The file length may not exceed 10,000 lines.
Upload data
Click Upload logs in the top panel > drag and drop or select the file you have prepared in order to upload it. The number of phrases loaded is displayed under the top panel.
Refine data
This step involves removing “garbage” from the uploaded data, such as special characters, stop words, duplicates, etc.
Click Clear data in the top panel. Select the parameters you wish to use to refine your data:
- Remove symbols — all characters except alphanumeric ones are removed. All phrases are modified, and this operation cannot be undone.
- Delete short lines less than — all phrases shorter than the specified number of characters are removed.
- Delete long lines longer than — all phrases longer than the specified number of characters are removed.
- Correct typos — typos are corrected in all phrases. You can specify spellchecker options in the Extended NLU settings section of the project settings. All phrases are modified, and this operation cannot be undone.
Typo correction is currently not available for languages other than Russian and Ukrainian.
- Delete stop-words — stop words are removed. The dictionary of stop words is built into the platform. All phrases are modified, and this operation cannot be undone.
- Replace entities — all entity values are replaced with the corresponding names. The values of active system and custom entities are replaced. All phrases are modified, and this operation cannot be undone.
- Remove duplicates — all phrase duplicates are removed. A single occurrence of each phrase is left after this operation.
Click Clear.
Click Show sorted in the top panel to view the phrases that have been removed. The phrases removed are at the bottom of the list and have the icon.
Group phrases
You can assign a phrase to an intent without grouping. Select your phrase(s) > Select intent > select an existing intent or create a new one > Add.
The phrases added to the intents are saved during the staging step.
You will find all your phrase grouping operations in the History of operations field. Click the name of the required group to go to it. All groups based on the criteria you select are displayed in the Groups list field.

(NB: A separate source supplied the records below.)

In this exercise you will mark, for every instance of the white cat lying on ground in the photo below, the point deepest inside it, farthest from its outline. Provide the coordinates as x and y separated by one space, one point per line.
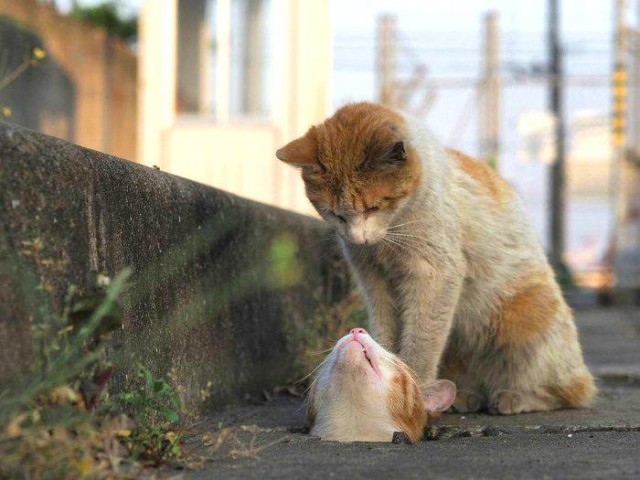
362 392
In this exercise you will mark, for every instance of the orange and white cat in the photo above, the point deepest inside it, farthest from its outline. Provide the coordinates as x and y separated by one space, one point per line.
361 392
455 279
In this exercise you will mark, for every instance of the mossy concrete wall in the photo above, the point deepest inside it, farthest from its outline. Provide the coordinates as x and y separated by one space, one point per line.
224 289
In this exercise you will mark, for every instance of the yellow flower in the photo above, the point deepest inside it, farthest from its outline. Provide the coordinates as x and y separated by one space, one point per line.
39 53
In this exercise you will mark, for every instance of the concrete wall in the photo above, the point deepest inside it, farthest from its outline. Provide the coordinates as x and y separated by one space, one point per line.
102 72
225 290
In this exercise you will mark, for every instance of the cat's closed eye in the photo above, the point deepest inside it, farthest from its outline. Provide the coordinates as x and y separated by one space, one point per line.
339 217
371 209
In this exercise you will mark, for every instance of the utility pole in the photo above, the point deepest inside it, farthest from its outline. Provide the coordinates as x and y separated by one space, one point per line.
626 173
386 60
556 104
489 127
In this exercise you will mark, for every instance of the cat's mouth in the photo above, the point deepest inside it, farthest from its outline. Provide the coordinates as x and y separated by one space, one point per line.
367 354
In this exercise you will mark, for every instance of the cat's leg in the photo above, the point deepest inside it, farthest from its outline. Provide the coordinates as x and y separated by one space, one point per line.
378 295
428 298
456 366
537 363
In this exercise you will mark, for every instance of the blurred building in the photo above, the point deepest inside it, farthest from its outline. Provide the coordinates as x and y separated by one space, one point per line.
224 83
84 89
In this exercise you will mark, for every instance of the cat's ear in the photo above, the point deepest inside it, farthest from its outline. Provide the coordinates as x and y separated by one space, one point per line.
302 152
439 396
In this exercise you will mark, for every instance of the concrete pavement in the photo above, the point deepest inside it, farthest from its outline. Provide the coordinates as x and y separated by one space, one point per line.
265 440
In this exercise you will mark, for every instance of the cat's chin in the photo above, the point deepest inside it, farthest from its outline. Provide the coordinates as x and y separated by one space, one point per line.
359 242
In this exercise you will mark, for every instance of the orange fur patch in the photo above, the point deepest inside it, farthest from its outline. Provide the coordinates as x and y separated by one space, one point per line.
577 394
334 153
483 174
452 366
529 312
406 405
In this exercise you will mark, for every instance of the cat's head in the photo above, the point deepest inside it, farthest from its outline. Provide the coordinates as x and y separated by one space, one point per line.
359 169
362 392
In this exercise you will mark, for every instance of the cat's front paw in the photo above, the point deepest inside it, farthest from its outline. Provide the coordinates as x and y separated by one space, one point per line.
506 402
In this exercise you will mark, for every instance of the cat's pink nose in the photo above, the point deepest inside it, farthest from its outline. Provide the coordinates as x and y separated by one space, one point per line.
358 331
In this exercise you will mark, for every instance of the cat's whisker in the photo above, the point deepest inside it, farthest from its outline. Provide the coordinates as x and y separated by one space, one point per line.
393 227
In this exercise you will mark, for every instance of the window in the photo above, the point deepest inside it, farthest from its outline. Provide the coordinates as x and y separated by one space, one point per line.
224 49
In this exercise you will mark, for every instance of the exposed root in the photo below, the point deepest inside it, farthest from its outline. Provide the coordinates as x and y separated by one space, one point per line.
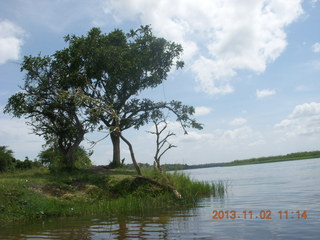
165 186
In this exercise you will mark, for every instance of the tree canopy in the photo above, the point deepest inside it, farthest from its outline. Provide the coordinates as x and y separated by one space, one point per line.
96 81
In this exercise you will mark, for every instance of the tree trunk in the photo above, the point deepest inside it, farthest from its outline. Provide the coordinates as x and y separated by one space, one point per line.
135 164
115 138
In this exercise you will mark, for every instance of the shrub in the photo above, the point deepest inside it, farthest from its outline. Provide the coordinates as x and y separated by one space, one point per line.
52 158
6 159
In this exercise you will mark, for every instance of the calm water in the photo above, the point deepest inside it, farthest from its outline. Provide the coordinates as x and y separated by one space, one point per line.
265 188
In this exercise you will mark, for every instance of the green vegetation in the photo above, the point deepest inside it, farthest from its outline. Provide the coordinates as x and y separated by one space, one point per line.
93 84
288 157
37 193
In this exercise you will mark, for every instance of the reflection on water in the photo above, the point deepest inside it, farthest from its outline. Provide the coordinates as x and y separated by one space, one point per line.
291 186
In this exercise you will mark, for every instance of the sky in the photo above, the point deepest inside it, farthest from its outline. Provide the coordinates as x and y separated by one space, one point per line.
252 72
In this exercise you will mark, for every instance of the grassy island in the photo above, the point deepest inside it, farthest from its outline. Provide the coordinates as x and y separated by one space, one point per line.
37 193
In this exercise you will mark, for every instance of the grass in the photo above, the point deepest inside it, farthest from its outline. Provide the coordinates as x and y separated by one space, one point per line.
36 194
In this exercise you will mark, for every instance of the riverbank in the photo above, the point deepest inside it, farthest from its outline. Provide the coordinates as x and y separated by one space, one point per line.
269 159
37 194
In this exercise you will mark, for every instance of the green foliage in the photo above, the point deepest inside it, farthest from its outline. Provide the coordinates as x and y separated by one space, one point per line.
6 159
94 83
53 159
36 193
26 164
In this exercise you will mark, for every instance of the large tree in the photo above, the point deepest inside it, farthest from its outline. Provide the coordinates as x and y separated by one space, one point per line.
116 67
47 100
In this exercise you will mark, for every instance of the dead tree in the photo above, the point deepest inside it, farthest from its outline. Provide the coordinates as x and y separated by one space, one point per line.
163 145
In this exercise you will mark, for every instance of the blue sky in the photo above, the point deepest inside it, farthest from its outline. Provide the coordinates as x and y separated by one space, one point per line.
252 71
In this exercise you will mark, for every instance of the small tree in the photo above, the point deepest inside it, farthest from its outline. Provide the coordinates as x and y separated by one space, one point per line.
117 67
52 158
162 144
6 159
47 101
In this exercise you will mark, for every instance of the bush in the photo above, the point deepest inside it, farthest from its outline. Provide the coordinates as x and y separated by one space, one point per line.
26 164
53 159
6 159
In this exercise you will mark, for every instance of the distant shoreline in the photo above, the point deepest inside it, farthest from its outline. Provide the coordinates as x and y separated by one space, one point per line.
270 159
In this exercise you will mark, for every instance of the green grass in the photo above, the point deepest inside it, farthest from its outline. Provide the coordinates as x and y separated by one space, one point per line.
36 194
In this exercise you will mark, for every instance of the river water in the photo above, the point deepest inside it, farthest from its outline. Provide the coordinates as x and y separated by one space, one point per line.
264 201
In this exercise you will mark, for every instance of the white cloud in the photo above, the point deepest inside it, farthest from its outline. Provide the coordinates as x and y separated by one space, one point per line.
314 3
219 37
201 111
10 41
304 120
316 47
238 122
265 93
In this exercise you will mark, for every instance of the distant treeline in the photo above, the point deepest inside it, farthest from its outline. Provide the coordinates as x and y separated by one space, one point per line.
287 157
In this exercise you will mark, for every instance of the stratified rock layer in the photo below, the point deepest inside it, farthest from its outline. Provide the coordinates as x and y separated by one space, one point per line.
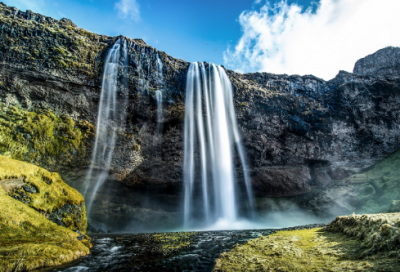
301 134
384 62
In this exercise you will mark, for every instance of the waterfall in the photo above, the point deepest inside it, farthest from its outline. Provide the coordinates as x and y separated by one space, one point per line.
110 116
159 65
210 137
158 95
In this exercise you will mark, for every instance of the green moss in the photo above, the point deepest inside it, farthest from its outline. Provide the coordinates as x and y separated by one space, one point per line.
52 193
136 147
42 137
167 243
29 240
301 250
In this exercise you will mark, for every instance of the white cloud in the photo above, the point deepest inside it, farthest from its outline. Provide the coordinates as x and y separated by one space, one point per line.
283 38
128 9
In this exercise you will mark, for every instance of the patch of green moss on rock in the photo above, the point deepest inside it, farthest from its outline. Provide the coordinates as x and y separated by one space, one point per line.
45 192
43 137
349 243
28 239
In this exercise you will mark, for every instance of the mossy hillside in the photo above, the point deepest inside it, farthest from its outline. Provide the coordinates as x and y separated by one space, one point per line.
51 192
43 137
302 250
29 240
377 232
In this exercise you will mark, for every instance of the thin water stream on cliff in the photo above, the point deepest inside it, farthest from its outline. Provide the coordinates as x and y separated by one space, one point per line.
109 118
133 252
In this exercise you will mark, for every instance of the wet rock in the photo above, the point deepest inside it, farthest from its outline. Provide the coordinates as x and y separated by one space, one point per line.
394 206
384 62
301 133
10 185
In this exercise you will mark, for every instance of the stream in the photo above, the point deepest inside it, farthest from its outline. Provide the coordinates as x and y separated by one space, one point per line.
134 252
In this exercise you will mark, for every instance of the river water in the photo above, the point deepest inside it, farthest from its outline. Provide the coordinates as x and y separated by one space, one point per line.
133 252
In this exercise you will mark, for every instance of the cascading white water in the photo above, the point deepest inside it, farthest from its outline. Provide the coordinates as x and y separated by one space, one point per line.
209 148
159 65
108 119
158 95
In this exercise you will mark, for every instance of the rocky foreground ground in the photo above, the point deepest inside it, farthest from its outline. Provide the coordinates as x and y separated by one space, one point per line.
349 243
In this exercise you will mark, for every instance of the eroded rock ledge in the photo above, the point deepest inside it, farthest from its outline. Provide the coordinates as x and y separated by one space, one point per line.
302 134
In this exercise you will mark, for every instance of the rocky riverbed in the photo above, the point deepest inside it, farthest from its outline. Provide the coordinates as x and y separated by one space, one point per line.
144 252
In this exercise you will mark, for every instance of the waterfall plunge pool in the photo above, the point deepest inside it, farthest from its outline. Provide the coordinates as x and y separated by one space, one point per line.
138 252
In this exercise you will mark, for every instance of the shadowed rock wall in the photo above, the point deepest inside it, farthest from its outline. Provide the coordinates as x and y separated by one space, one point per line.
300 133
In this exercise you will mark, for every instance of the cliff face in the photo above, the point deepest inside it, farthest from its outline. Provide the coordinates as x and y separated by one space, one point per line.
384 62
300 132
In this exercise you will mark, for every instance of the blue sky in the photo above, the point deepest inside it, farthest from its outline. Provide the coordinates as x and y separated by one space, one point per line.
318 37
182 28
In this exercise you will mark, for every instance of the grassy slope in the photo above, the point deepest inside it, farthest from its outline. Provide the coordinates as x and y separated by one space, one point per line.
42 137
29 240
52 193
323 250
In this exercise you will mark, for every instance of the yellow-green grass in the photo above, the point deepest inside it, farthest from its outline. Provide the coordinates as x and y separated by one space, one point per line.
28 240
52 192
303 250
42 137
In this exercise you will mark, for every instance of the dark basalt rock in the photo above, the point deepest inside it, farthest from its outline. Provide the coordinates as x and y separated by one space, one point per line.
299 132
384 62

Possible grouping methods include:
Duplicates
The operation combines the duplicates into a single group.
Click Grouping > Duplicates in the top panel to create a group. Select Duplicates in the operation history.

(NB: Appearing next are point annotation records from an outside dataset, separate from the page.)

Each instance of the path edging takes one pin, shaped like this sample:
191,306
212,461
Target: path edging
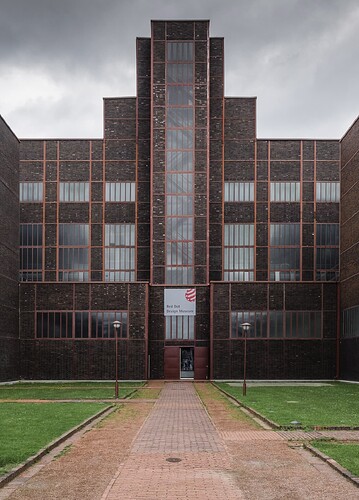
9,476
330,461
273,425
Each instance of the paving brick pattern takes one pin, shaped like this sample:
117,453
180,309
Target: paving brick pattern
178,428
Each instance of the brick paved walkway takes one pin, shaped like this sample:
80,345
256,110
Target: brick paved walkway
177,454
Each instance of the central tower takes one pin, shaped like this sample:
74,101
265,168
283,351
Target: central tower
179,152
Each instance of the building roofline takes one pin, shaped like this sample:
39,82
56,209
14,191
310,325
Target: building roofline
9,128
297,139
349,129
180,20
23,139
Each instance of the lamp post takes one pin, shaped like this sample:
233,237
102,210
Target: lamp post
245,328
116,325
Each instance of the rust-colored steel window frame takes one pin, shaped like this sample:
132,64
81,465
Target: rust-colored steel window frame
180,327
31,252
120,192
31,192
179,169
327,251
77,325
120,251
238,252
275,324
73,252
284,247
350,322
74,192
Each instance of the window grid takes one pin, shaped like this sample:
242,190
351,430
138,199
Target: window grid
73,192
179,204
238,252
350,322
179,327
73,252
31,192
285,191
284,251
80,324
119,252
238,191
327,252
120,191
328,192
277,324
31,252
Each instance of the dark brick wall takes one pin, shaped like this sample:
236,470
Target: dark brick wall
301,161
273,358
83,359
198,33
9,253
157,340
349,244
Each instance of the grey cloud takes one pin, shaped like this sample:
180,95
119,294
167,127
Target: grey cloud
298,56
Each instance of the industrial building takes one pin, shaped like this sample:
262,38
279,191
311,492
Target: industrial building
181,225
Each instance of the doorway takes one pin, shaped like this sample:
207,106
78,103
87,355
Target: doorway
187,363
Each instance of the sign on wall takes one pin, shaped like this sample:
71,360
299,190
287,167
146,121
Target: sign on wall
180,302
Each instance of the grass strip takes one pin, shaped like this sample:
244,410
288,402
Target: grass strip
346,454
26,428
330,405
69,390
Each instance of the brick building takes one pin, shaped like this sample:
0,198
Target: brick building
182,225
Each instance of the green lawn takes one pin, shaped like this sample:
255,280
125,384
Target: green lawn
346,454
69,390
27,427
331,405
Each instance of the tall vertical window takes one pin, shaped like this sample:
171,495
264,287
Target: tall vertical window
180,327
179,206
328,192
74,191
238,252
284,252
120,252
350,322
327,252
30,252
239,191
31,191
120,191
285,191
73,261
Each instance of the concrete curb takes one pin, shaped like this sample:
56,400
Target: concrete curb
35,458
330,461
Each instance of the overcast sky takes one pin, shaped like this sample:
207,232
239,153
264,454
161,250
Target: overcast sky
59,58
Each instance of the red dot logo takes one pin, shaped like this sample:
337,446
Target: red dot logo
190,295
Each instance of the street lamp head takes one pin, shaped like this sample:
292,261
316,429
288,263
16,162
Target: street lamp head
246,326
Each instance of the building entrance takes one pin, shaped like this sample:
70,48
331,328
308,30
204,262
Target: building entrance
187,363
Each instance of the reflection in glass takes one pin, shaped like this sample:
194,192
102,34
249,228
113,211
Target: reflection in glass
285,191
285,234
239,191
180,327
31,191
74,191
328,191
179,51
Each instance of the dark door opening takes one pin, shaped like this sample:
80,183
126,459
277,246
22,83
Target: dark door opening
187,362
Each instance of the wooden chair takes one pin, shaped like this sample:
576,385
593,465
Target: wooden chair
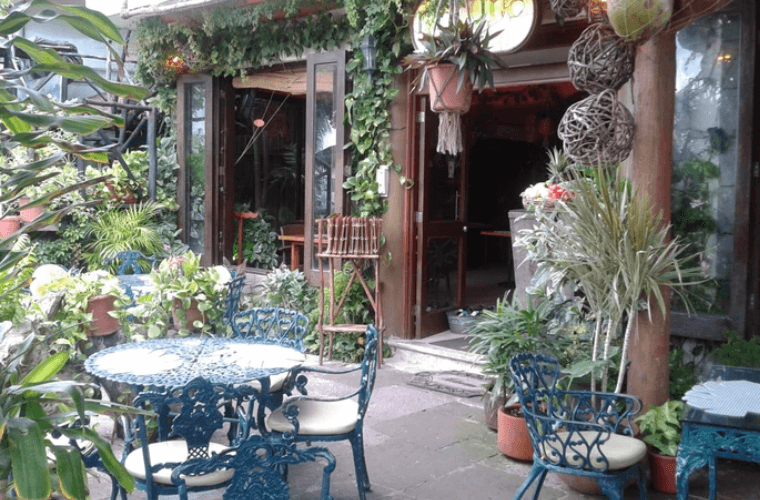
581,433
333,419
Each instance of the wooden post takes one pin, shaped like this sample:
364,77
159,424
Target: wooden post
654,101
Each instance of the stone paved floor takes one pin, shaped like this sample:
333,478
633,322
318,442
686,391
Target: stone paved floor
430,446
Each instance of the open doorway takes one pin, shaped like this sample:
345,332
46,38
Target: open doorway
507,134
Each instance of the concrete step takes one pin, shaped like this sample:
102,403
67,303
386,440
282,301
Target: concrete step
415,356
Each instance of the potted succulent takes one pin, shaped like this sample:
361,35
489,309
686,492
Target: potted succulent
88,301
190,291
454,58
661,430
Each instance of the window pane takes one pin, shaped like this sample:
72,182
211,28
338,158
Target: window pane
705,153
195,154
325,134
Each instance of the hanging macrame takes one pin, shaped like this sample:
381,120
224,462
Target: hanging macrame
450,103
567,8
598,129
600,60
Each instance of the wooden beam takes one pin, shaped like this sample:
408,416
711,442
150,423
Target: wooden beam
654,101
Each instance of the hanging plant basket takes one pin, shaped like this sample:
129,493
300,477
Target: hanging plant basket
600,60
639,20
444,96
567,8
597,129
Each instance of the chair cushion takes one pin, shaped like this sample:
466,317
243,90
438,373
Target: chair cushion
621,451
318,418
276,382
174,452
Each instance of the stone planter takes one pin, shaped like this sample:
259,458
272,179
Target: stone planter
102,322
513,439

Here you can assign an intent to your group. Select a phrase > Select intent > select an existing intent or create a new one > Add.
Keywords
Select the keyword extraction method and fill in the fields.
TF/IDF
Fill in the fields for the method:
- Cast to lowercase — all words will be converted to lowercase.
Words can have different meanings depending on their case. It is important to distinguish such words from one another.

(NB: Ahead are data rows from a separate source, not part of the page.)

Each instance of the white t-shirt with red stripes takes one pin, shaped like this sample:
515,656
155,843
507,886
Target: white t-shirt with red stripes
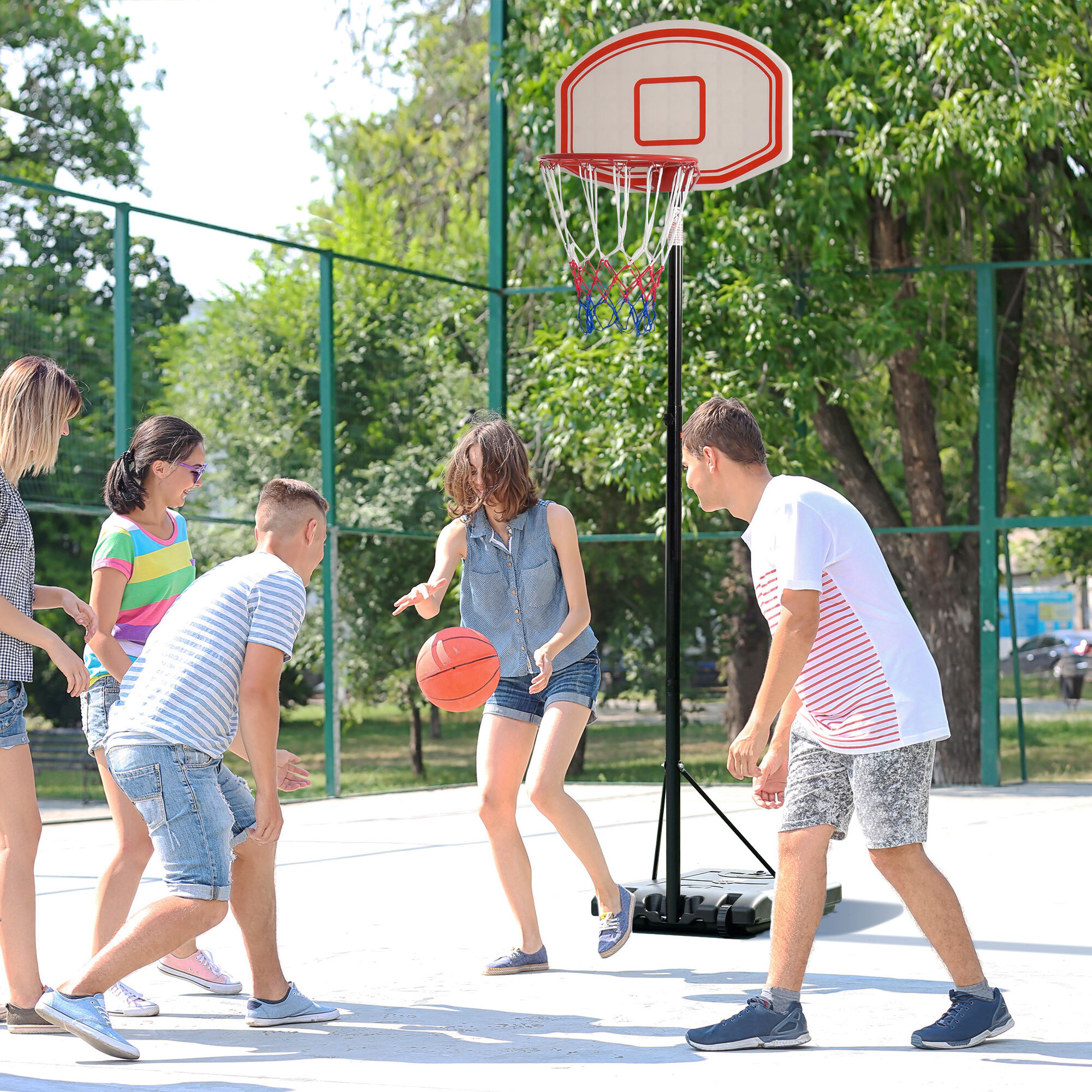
870,683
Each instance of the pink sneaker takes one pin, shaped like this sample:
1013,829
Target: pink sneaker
203,971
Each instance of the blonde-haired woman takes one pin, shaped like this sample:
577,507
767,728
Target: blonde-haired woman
38,400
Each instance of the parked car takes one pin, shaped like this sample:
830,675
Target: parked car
1072,668
1040,655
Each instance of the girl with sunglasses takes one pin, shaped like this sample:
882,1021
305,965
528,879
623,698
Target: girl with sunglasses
141,565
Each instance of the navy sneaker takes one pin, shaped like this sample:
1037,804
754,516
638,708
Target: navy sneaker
968,1023
293,1008
615,930
755,1026
518,962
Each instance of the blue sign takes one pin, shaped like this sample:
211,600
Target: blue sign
1037,613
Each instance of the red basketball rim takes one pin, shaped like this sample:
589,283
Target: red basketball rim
639,165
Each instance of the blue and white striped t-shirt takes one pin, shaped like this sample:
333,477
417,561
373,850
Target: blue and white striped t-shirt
185,687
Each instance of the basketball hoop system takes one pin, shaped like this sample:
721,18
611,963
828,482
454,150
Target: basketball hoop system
616,288
657,112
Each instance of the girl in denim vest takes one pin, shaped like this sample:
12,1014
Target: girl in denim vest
38,401
524,588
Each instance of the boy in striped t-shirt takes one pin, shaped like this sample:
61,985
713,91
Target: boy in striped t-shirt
208,681
858,701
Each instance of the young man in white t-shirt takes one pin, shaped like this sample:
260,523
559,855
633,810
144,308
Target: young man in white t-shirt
860,710
208,682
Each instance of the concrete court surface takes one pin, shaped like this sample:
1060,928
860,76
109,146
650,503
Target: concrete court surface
390,907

- Maximum N-gram length — the number of words to be combined into word combinations.
- Maximum skip-gram number — defines how
skip-n-grams
(word combinations with skipped words) are created.
For example, you can get 5 1-skip-2-grams
for the words one two three four
:
one two
one three
two three
two four
three four
- Minimum unigram frequency — the minimum frequency of a unigram in the corpus after which the unigram is analyzed. The value of 6–7 is recommended for smaller datasets or 7+ for larger ones.
- Minimum N-gram frequency — the minimum frequency of an N-gram in the corpus after which the N-gram is analyzed. The value of 2–4 is recommended for smaller datasets or 5+ for larger ones.
- Maximum number of N-grams from a phrase — you can limit the number of word combinations that can be extracted from a phrase. The recommended value is 2–5 (6–7 for longer phrases).
UDPipe
This keyword extraction method is only available for English , Russian, and Chinese.
Fill in the fields for the method:
- Cast to lowercase — all words will be converted to lowercase.
- Language — select the language of the phrases to be labeled.
- Keep verb head only — only word combinations containing the predicate will be extracted from the phrase.
- Lemmatize — each word will be replaced with its normalized form.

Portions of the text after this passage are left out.